Career Guide: Crime Scene Investigator

They may not make arrests or read suspects their rights, but crime scene investigators play a crucial role in the investigation process. These law enforcement technicians document crime scenes, collect evidence, and perform tests that can identify or exclude suspects. They work in police departments and crime laboratories across the country.

The U.S. Bureau of Labor Statistics projects a 17% growth in employment through 2026.

Some small departments and labs may welcome applicants with an associate or bachelor's degree followed by on-the-job training. That said, a crime scene investigator career also often benefits from scientific study. Use this guide to find helpful information on crime scene investigator requirements, salary potential, and career growth opportunities.

What Does a Crime Scene Investigator Do?

A crime scene investigator works closely with detectives or other law enforcement officials to document a crime scene, gather and preserve evidence, and perform numerous tests on collected samples. They work at the scene of a crime, at all hours, and in all types of weather. They also work in a laboratory.

At the lab, crime scene investigators may process blood samples for DNA testing, seek matching fingerprints via law enforcement databases, and/or evaluate insect growth. Their work may exclude suspects and bring new suspects to light, help determine a time of death, or reconstruct a crime scene. In some cases, a crime scene investigator may specialize in a particular branch of analysis like forensics or chemistry.

Finally, crime scene investigators may testify in court, explaining the processes used and the results of laboratory tests. They must understand criminal law procedures and the rules of evidence.

Learn More About Crime Scene Investigator Careers

Meeting the educational requirements to become a crime scene investigator serves as the first step on your career path. Learn about the knowledge and skills you need to succeed by visiting the link below.

Crime Scene Investigator Job Description: What You'll Do

Crime Scene Investigator Salary and Job Growth

Crime scene investigators jobs continue to grow. In fact, the U.S. Bureau of Labor Statistics projects a 17% growth in employment through 2026. A crime scene investigator earns a median wage of $58,230. Skills, training, and experience all impact salary potential.

Although law enforcement fields continue to grow, employment of crime scene investigation remains small; only about 2,600 new jobs are expected over the next decade. Local and state governments offer the most crime scene investigator jobs, with about 86% working within these agencies.

Learn More About Crime Scene Investigator Salaries

Visit the resource below to learn more about crime scene investigator salaries and the different career specializations available. You can explore related law enforcement fields and areas of the country with career growth opportunities.

Crime Scene Investigator Job Salary: What You'll Earn

Take the Next Steps

Criminal justice and law enforcement yield various career opportunities.
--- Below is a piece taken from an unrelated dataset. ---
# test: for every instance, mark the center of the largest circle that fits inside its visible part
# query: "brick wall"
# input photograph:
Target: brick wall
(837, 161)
The following links can help you choose the right law enforcement degree for your interests and explore possible career paths.
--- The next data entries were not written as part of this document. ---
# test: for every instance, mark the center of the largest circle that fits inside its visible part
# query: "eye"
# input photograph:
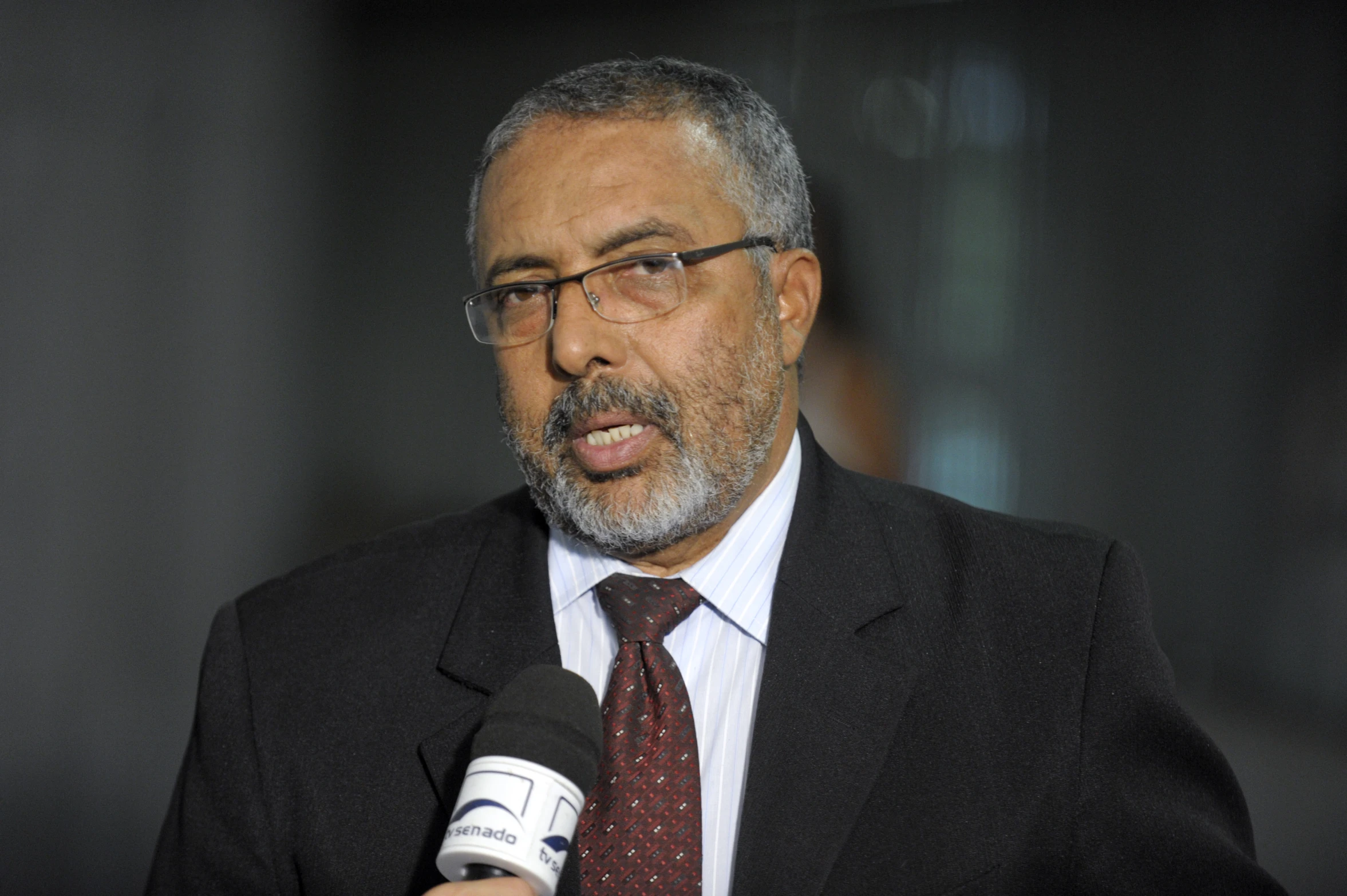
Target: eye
(518, 295)
(653, 267)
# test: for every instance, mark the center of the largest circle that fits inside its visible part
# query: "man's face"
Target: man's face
(632, 437)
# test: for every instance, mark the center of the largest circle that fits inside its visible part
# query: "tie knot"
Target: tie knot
(644, 608)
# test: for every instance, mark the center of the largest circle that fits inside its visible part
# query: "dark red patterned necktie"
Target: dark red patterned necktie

Explore Law Enforcement Degrees

Your bachelor's degree in law enforcement prepares you for exciting careers with local, state, and federal law enforcement agencies. Learn about the curriculum, career opportunities, and earning potential for law enforcement careers.

Explore Other Careers in Criminal Justice

Criminal justice includes more than law and order careers. Consider opportunities in areas of the justice system, counseling, or sociology. Visit this site to learn about career options available with your criminal justice degree.
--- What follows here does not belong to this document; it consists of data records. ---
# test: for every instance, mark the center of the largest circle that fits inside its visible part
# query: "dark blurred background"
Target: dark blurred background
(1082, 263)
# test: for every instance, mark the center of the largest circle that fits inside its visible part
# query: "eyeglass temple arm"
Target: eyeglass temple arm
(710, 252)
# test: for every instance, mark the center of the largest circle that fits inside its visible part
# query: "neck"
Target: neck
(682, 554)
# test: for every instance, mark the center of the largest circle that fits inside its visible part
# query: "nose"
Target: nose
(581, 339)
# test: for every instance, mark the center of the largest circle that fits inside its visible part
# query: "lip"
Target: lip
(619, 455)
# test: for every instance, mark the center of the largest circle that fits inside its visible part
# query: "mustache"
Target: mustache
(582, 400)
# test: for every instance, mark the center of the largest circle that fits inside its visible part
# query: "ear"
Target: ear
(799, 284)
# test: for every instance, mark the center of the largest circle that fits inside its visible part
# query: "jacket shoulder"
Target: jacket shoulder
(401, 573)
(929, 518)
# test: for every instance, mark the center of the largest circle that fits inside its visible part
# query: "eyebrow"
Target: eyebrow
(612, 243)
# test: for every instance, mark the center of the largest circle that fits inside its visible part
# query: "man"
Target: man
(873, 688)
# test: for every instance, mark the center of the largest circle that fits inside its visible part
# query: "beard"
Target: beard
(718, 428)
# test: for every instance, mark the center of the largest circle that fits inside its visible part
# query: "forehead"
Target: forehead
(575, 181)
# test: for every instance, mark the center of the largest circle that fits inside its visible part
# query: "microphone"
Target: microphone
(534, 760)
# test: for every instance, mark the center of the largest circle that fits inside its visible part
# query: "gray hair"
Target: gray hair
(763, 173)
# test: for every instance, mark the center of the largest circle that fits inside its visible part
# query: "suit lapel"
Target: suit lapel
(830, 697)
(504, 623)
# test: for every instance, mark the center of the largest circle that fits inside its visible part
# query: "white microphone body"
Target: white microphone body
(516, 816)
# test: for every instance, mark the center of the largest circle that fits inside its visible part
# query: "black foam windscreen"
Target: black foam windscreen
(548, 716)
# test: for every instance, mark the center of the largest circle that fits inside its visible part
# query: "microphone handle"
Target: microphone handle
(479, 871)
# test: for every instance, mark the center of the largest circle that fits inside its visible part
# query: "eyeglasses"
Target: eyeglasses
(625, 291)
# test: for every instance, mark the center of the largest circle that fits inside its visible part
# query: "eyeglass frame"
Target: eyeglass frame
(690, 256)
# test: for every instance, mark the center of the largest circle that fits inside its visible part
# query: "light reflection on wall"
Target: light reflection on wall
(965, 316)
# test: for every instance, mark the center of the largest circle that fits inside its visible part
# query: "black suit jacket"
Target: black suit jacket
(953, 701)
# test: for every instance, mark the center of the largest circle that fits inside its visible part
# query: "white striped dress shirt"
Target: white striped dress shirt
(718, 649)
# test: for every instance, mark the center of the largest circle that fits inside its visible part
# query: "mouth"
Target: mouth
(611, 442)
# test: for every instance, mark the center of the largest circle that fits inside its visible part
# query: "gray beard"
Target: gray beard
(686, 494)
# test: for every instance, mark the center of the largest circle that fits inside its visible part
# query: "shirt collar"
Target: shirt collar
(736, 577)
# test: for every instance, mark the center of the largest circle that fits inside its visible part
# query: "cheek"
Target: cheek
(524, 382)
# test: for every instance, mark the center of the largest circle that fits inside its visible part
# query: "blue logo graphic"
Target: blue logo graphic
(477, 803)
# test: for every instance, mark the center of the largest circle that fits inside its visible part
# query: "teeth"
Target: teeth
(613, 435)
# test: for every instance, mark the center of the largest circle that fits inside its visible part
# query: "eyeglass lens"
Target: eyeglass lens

Professional Organizations and Resources for Crime Scene Investigators

Technology and scientific breakthroughs bring new tools to the crime scene investigation field every day. Likewise, investigators must be aware of changes in law or court decisions that impact procedures for the collection of evidence. Professional organizations, such as those listed below, help deliver such information to members in a timely manner. They offer continuing education and educational seminars, and they help connect members to job opportunities across the country.

  • International Crime Scene Investigators Association This internet-based organization allows crime scene investigators to share tips and techniques with colleagues. The site also includes information on becoming a crime scene investigator and job postings.
  • Association for Crime Scene Reconstruction The organization promotes research and information sharing on crime scene reconstruction methods. The annual training conference brings together professionals to share best practices and network. The association journal shares forensic science breakthroughs.
  • American Academy of Forensic Sciences The organization promotes the professions associated with forensic science through its scientific journal, the creation of professional standards, and advocacy on law enforcement issues. Members can attend conferences and professional development sessions, learn about job openings, and access scientific resources.